If it happens in ladies’ rooms, I haven’t seen it.

Cattle mutes, damn it! Cattle mutes is what happens in ladies’ rooms. Everybody knows that.

Cocaine is a hell of a drug.

Purple monkey dishwasher.

And shit.

Aluminum falcon? What the hell’s an aluminum falcon?

It’s kind of like a copper pheasant. Only aluminum. And, you know, a falcon.

Man, you are trying way too hard here.

If you would read the notes and the FAQ and back your bad self down a little bit you might have a better chance of reaching people on this board and ultimately fitting in.

Lots of folks have made a bad start and then turned things around. You could do it too. It’ll be too bad if you can’t.

Just saying.

and shit.

I think he’s doing fine - he’s nice and random, and I like him.

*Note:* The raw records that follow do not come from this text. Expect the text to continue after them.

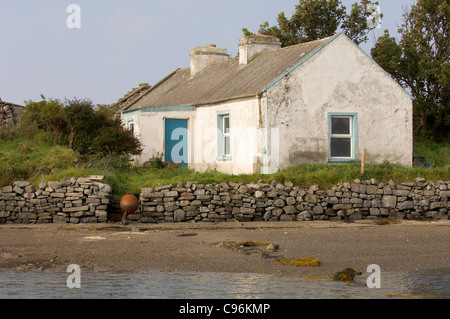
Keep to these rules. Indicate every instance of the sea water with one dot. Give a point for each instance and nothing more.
(51, 284)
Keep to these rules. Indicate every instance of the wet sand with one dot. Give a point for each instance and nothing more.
(405, 246)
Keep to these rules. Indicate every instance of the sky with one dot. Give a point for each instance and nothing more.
(113, 45)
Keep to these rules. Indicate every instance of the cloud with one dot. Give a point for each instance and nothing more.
(119, 59)
(125, 28)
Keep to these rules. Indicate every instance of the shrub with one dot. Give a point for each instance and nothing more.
(81, 126)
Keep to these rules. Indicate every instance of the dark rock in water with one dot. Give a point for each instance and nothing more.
(346, 274)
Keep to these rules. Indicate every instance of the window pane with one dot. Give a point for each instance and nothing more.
(226, 145)
(340, 125)
(341, 147)
(226, 124)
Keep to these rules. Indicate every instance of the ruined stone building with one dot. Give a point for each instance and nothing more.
(10, 114)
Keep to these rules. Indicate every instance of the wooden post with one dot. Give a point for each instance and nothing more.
(363, 162)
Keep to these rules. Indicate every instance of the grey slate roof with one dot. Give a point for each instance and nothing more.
(225, 80)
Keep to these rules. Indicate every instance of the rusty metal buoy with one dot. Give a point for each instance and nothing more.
(129, 204)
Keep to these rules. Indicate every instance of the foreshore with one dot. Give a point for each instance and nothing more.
(198, 247)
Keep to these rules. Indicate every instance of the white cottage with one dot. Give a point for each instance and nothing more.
(271, 107)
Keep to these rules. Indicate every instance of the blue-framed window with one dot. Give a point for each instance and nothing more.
(223, 136)
(342, 136)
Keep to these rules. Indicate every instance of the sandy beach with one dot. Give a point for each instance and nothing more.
(404, 246)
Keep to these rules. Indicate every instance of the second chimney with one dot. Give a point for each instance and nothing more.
(251, 46)
(201, 57)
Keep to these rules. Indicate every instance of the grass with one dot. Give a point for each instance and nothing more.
(23, 154)
(325, 175)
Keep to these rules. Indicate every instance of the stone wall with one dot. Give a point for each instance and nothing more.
(371, 199)
(86, 200)
(81, 200)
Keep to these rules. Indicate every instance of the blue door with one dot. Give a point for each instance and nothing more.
(176, 141)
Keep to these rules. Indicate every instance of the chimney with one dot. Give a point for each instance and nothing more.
(251, 46)
(201, 57)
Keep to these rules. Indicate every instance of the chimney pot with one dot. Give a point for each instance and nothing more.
(201, 57)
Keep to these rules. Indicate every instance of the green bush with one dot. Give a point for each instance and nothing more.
(82, 127)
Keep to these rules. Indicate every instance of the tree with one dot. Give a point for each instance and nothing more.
(318, 19)
(420, 63)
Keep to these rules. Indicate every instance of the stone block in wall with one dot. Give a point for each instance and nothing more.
(389, 201)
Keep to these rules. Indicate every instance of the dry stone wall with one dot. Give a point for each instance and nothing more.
(86, 200)
(371, 199)
(81, 200)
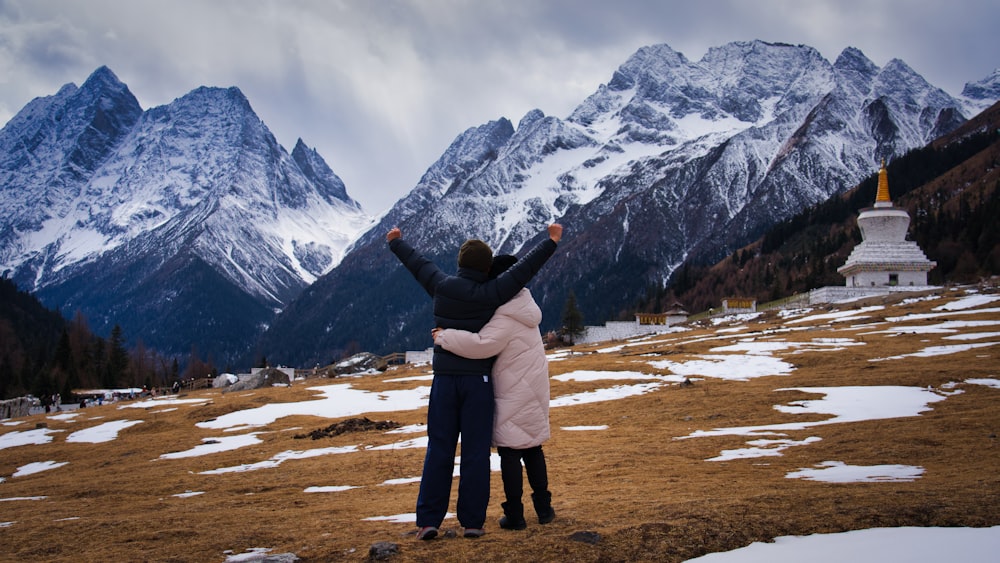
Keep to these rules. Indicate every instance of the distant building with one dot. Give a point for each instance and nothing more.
(884, 262)
(885, 258)
(644, 324)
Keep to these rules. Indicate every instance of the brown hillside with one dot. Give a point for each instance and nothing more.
(647, 494)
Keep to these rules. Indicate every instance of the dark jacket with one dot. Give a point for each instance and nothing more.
(467, 301)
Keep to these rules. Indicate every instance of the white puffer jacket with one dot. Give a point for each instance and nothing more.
(520, 374)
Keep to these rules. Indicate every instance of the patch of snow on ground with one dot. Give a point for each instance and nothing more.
(969, 302)
(938, 351)
(611, 394)
(762, 448)
(840, 472)
(732, 367)
(338, 401)
(26, 437)
(329, 489)
(105, 432)
(216, 445)
(994, 383)
(876, 545)
(38, 467)
(839, 316)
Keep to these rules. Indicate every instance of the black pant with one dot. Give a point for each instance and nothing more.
(510, 471)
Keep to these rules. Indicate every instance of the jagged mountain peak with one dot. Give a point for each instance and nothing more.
(988, 88)
(331, 187)
(154, 214)
(670, 161)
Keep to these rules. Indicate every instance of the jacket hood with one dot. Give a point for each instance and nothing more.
(523, 309)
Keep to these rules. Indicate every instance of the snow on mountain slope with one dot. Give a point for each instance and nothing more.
(670, 160)
(206, 148)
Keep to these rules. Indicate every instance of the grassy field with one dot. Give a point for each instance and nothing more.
(639, 490)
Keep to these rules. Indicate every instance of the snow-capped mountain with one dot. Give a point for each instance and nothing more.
(671, 160)
(142, 218)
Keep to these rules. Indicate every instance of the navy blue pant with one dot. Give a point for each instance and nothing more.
(459, 405)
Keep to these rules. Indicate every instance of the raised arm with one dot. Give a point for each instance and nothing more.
(518, 275)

So uh I guess he wants to know:

Do chicks vandalize the girl’s bathrooms in various ways?

Da Goddess of Da Big Horn be testifying, yo. If you down with dat, it’s all good my man. Gellin like a felon, word.

Otherwise, my brother gonna be rooming with Elvis down the Heartbreak Hotel. That’s a lonely street, dog.

What are you talking about? He’s funny!

I mean, sure, he’s more on dope than the Straight Dope and shit, but…

He’s funny!

Really, we could use more like this guy.

I don’t dislike the guy. It’s just that gimmick posters don’t work here. To fit in, you have to be a real person, not a bad SNL skit.

Being a little weird is cool. Being a whole lotta weird, all the damn time, gets old quickly.

I think he just used two star wars references and seven unique insults to ask “do ladies’ restrooms have graffiti?”